I found this rave - unenlightening...

I love food. I love cookbooks. Since I've been in my mid-teens, I've thoroughly enjoyed experiencing new tastes (hey! I'm the one who, at 15, introduced my whanau to garlic! 1962 if you want to know the exact date-)

But food is food. I do not confuse it with spirituality or social pretension or any other trendy writers forced assumptions to raise their own profiles-

we are homonids who can eat & digest a remarkable range of foods (not quite so many as rats) and thrive. Let us enjoy the extraordinary range of riches
available to some of us (wealthy folk by and large) and let the rest of us (literate comparatively wealthy types by & large) enjoy the books, the explorations by chefs...by all means, be informed about what you eat, and how it got to you in an edible condition, and make your choices about what you eat therebye.
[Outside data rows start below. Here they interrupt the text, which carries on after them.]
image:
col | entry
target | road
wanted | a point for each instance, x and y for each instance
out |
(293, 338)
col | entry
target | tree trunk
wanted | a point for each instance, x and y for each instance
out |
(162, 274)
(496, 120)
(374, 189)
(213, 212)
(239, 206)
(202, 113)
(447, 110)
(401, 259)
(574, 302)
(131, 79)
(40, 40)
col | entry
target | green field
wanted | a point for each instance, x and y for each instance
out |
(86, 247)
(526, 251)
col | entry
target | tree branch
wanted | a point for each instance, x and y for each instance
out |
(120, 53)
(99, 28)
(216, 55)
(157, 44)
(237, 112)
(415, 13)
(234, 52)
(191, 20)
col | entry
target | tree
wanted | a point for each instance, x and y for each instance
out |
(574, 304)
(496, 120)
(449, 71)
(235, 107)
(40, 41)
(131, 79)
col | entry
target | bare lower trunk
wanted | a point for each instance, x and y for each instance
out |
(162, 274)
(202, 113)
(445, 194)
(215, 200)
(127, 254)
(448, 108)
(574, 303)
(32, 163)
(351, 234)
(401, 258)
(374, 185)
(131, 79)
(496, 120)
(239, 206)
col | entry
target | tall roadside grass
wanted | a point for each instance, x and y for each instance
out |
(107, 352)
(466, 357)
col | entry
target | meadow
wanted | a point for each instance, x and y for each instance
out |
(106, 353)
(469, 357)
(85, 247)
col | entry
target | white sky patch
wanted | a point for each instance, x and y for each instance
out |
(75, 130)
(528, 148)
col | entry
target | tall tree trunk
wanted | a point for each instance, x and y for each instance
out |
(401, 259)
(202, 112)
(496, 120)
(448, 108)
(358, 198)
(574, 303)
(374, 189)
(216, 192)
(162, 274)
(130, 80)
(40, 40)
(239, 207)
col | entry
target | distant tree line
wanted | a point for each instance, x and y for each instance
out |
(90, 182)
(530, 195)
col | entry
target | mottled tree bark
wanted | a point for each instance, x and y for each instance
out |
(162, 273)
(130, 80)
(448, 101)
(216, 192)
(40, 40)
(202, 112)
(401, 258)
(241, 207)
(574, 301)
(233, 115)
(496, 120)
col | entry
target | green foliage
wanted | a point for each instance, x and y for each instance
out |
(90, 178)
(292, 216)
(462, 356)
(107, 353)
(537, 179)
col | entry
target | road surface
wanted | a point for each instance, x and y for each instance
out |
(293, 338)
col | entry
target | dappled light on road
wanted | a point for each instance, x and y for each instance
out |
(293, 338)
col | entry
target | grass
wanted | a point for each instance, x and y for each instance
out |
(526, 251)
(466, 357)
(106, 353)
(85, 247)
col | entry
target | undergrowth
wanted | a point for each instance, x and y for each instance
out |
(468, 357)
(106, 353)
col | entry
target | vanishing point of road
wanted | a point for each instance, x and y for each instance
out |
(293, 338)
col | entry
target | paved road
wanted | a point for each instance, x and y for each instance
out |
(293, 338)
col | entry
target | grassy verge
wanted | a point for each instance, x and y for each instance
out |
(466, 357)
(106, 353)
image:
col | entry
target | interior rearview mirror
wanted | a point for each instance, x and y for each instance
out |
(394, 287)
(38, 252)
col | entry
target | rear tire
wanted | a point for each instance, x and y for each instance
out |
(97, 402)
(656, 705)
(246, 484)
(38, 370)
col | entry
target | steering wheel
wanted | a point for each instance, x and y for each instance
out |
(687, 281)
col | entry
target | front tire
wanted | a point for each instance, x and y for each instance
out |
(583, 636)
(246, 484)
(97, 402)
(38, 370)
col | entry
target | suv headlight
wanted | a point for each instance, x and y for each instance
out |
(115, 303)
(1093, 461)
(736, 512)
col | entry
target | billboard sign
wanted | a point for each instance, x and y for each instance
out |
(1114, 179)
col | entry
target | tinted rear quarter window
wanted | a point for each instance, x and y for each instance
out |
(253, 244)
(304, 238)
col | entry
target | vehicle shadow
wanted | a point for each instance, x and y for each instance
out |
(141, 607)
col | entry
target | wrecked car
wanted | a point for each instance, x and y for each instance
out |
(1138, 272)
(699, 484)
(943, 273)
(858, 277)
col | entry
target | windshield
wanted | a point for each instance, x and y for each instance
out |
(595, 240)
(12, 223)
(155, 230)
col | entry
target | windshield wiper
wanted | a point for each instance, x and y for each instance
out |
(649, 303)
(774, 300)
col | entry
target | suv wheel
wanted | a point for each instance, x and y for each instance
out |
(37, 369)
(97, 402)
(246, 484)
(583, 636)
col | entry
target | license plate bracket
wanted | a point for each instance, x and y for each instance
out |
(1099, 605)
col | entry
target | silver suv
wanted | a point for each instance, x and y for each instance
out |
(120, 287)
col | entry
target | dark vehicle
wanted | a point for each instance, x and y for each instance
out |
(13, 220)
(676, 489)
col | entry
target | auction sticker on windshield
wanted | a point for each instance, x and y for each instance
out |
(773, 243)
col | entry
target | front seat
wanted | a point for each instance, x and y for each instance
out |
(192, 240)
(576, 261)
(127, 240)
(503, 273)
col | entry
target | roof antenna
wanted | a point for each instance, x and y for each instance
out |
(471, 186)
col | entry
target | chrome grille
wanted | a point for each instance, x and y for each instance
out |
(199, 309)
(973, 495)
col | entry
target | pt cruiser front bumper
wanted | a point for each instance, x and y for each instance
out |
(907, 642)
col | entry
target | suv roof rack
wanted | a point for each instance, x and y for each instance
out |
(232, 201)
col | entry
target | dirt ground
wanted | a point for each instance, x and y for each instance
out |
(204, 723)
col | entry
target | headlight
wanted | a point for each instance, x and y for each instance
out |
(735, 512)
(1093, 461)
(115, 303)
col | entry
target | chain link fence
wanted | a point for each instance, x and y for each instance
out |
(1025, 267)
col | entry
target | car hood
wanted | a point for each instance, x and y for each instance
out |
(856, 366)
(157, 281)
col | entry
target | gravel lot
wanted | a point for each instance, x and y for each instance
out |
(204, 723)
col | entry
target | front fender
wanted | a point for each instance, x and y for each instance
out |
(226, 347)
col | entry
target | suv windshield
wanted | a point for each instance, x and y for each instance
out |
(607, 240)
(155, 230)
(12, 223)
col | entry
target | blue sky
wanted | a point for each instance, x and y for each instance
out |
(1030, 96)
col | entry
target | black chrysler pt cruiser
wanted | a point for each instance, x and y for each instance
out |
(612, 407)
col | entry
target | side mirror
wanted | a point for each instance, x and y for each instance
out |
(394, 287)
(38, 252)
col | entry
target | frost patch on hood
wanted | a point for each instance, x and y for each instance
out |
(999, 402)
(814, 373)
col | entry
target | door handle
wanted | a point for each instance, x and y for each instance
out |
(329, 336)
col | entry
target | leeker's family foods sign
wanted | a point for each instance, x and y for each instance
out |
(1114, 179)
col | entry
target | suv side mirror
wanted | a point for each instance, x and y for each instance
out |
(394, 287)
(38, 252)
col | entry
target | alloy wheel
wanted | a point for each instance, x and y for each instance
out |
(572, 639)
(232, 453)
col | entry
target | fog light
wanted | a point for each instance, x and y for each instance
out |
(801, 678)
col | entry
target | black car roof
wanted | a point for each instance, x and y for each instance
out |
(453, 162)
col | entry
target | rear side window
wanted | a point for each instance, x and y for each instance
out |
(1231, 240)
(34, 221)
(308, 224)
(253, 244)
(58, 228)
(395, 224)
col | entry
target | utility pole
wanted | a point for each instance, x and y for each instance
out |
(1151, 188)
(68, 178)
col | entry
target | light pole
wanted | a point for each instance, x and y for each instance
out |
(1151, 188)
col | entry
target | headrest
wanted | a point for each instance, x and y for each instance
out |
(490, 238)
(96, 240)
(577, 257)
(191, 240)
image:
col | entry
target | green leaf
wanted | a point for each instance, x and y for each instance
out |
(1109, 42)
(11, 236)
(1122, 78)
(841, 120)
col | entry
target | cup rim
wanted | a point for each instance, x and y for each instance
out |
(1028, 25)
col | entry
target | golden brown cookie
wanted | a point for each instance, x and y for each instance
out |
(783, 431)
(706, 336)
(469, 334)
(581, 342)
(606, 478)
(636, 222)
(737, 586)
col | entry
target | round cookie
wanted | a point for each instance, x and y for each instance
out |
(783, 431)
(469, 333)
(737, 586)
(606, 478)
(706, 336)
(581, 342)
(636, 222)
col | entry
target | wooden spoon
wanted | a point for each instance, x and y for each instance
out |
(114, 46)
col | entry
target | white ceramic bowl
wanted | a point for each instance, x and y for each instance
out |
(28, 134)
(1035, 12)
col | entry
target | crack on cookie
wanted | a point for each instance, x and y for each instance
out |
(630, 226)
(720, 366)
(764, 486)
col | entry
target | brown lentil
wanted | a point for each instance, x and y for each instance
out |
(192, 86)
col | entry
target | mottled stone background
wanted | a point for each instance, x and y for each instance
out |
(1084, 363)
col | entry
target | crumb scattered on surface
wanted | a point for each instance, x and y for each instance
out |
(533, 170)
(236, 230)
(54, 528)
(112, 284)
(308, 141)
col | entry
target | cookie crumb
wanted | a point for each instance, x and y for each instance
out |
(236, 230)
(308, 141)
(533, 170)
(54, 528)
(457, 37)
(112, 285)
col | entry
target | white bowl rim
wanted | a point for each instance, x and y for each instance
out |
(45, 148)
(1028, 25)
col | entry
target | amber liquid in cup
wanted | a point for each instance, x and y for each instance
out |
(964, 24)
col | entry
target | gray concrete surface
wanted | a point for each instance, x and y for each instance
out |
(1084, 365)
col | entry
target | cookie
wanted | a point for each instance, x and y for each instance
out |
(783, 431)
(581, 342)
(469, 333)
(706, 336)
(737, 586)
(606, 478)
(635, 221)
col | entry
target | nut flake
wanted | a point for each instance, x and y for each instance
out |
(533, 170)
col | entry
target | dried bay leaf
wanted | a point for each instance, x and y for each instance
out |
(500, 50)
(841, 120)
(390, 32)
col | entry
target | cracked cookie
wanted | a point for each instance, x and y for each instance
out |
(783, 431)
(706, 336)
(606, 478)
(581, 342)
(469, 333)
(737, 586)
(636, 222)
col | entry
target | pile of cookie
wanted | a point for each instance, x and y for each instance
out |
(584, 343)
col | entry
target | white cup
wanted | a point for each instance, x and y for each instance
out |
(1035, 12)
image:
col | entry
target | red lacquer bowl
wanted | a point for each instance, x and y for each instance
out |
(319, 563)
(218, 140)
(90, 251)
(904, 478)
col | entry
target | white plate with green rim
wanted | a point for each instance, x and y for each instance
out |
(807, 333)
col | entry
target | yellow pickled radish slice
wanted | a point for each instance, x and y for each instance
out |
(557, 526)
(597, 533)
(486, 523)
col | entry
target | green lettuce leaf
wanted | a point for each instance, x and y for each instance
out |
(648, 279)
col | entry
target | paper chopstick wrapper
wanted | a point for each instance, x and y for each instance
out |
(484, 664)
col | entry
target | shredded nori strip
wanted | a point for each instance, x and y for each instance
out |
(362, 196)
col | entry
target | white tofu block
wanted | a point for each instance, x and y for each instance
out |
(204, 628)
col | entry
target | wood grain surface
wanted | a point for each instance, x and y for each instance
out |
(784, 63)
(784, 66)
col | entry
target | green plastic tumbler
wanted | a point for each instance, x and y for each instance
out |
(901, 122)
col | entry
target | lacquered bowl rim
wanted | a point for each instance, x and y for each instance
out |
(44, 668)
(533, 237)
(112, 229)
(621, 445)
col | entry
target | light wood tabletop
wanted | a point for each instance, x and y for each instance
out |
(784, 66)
I chose not to eat abattoir-killed meat way back in
my 20s, and I refuse to eat anything that isnt truely 'freedom farmed' (yep, that includes eggs)* or wild-caught/shot.

Everyone makes their own decisions about what & how much & why they eat. This person's gripes about 'foodies/foodists' sound sanctimonious (heh!)
and ridiculous - would he really prefer us to read porn?